The basic folder contains files that hold the basic 'raw' sequence data, any trimming of adapter and/or low quality sequence as well as the alignments to one or more genomes. It also contains the visualization data that appears in the TessLA browser for this data, e.g., the USHP tracks. The contents of this directory have evolved over the time the NGSC has been open, so older experiments may have a slightly different set of files that new ones.
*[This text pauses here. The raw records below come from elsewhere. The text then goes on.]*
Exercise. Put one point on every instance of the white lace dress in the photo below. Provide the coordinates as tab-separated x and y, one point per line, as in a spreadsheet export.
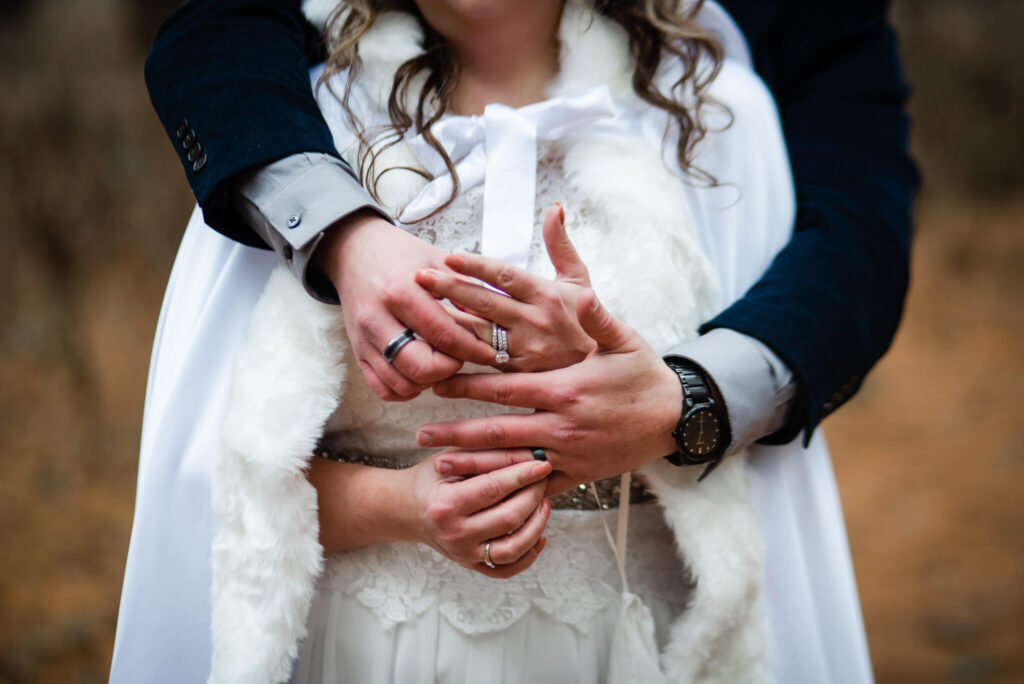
402	612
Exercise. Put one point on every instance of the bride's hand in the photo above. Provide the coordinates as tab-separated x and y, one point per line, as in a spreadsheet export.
494	497
540	315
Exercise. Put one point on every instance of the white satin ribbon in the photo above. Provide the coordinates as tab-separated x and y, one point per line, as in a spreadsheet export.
499	148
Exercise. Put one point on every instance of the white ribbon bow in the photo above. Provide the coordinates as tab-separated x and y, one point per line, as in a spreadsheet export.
499	148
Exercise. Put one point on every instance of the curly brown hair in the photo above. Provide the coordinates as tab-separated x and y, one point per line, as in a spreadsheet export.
656	30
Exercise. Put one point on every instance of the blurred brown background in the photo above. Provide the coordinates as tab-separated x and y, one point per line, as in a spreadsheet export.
92	204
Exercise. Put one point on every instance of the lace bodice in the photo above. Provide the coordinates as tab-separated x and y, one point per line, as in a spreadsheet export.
572	581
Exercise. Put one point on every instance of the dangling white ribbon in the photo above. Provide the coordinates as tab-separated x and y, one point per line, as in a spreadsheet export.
634	655
499	148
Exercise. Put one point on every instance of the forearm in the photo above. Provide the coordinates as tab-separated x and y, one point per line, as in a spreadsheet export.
829	303
294	203
359	506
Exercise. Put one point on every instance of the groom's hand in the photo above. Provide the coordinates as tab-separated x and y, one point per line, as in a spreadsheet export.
610	413
372	265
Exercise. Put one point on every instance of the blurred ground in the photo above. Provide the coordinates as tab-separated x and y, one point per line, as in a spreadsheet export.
92	203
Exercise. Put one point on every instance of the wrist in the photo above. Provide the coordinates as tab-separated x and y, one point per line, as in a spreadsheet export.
671	400
359	506
701	434
328	256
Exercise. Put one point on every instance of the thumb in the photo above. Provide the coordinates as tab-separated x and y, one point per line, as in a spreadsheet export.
568	265
609	333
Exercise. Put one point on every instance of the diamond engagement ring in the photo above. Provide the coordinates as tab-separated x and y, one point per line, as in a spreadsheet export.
500	341
396	343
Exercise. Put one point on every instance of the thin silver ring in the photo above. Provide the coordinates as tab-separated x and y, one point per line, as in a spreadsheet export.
500	341
486	556
396	343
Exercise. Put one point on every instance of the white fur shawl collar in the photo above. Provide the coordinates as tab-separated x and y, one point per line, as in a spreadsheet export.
287	383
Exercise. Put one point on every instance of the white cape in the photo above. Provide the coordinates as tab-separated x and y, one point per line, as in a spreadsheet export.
164	629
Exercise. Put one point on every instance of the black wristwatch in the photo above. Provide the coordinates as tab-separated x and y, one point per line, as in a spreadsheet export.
702	431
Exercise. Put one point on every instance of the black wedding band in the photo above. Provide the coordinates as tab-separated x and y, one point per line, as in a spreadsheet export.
396	343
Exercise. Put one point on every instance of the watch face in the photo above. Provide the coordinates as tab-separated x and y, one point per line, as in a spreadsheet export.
701	432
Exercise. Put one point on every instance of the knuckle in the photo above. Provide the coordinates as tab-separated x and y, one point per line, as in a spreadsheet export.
393	293
493	489
495	434
416	372
502	393
505	276
568	433
566	396
365	318
509	521
439	512
442	337
484	305
450	539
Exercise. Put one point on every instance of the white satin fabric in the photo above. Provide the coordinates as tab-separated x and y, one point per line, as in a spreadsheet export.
164	629
499	148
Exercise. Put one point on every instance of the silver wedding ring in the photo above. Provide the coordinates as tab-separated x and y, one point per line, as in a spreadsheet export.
500	341
396	343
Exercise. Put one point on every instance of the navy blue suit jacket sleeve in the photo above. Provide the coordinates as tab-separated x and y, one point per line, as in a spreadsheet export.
832	300
237	72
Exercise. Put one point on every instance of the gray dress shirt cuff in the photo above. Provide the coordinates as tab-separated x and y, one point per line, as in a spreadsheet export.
291	203
756	386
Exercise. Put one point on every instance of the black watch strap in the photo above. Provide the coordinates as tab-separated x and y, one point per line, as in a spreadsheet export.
697	393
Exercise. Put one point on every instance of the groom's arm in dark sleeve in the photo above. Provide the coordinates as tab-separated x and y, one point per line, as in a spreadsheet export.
229	81
832	300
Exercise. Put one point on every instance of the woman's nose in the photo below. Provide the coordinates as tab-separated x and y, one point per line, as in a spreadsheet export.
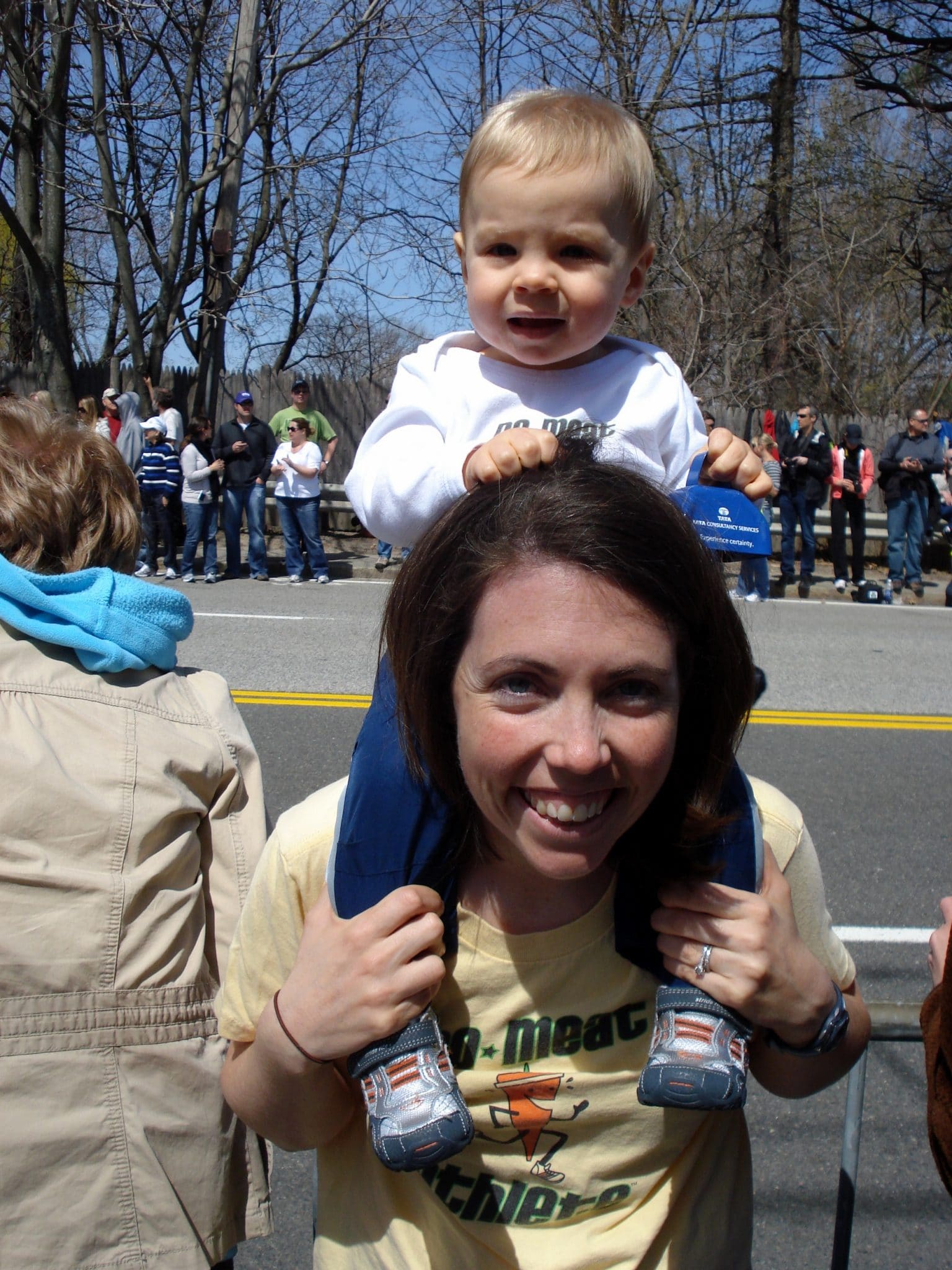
578	742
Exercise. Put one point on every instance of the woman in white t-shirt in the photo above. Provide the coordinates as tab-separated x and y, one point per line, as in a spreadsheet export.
571	672
298	465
Practice Prior to 2017-12-15

Previous Practice

In the early years, 2009 to 2011 or so, Illumina's software did not produce FASTQ files and their alignment program, ELAND, did not produce BED or SAM/BAM files. Older investigations will therefor have a different set of directories and file types. The sequence files can be converted and the alignments can be converted or, better yet, re-aligned to produce data in current formats.

9.  The Analysis Folder

The Analysis folder contains all of the secondary analyses for an investigation. It is evolving as we add or alter pipelines.

HOMER

Files related to ChIP-Seq peak-calling using the HOMER tool.

RUM

Files related to RNA-Seq alignment and quantification using the RUM package. Folders generally correspond to individual run/lane/barcodes, perhaps with different alignment protocols.

bs_seeker

Files related to BIS-Seq alignment and quantification. Folders generally correspond to individual run/lane/barcodes, perhaps with different alignment protocols. The will also be folders that correspond to samples as for whole-genome sequencing a large number of lanes are required for good coverage.

ReadRedundancy

Statistics about the level of read duplication in samples.

TargetGenes

Files that connect genome features, usually ChIP-Seq peaks, to nearby genes.

DiffExp

Files related to differential-expression analysis of RNA-Seq experiments. Each folder corresponds to one or more comparisons with a particular set of data and/or analysis parameters. Often there will be a folder with a preliminary analysis, and another with bad samples left out and/or a specific set of comparisons.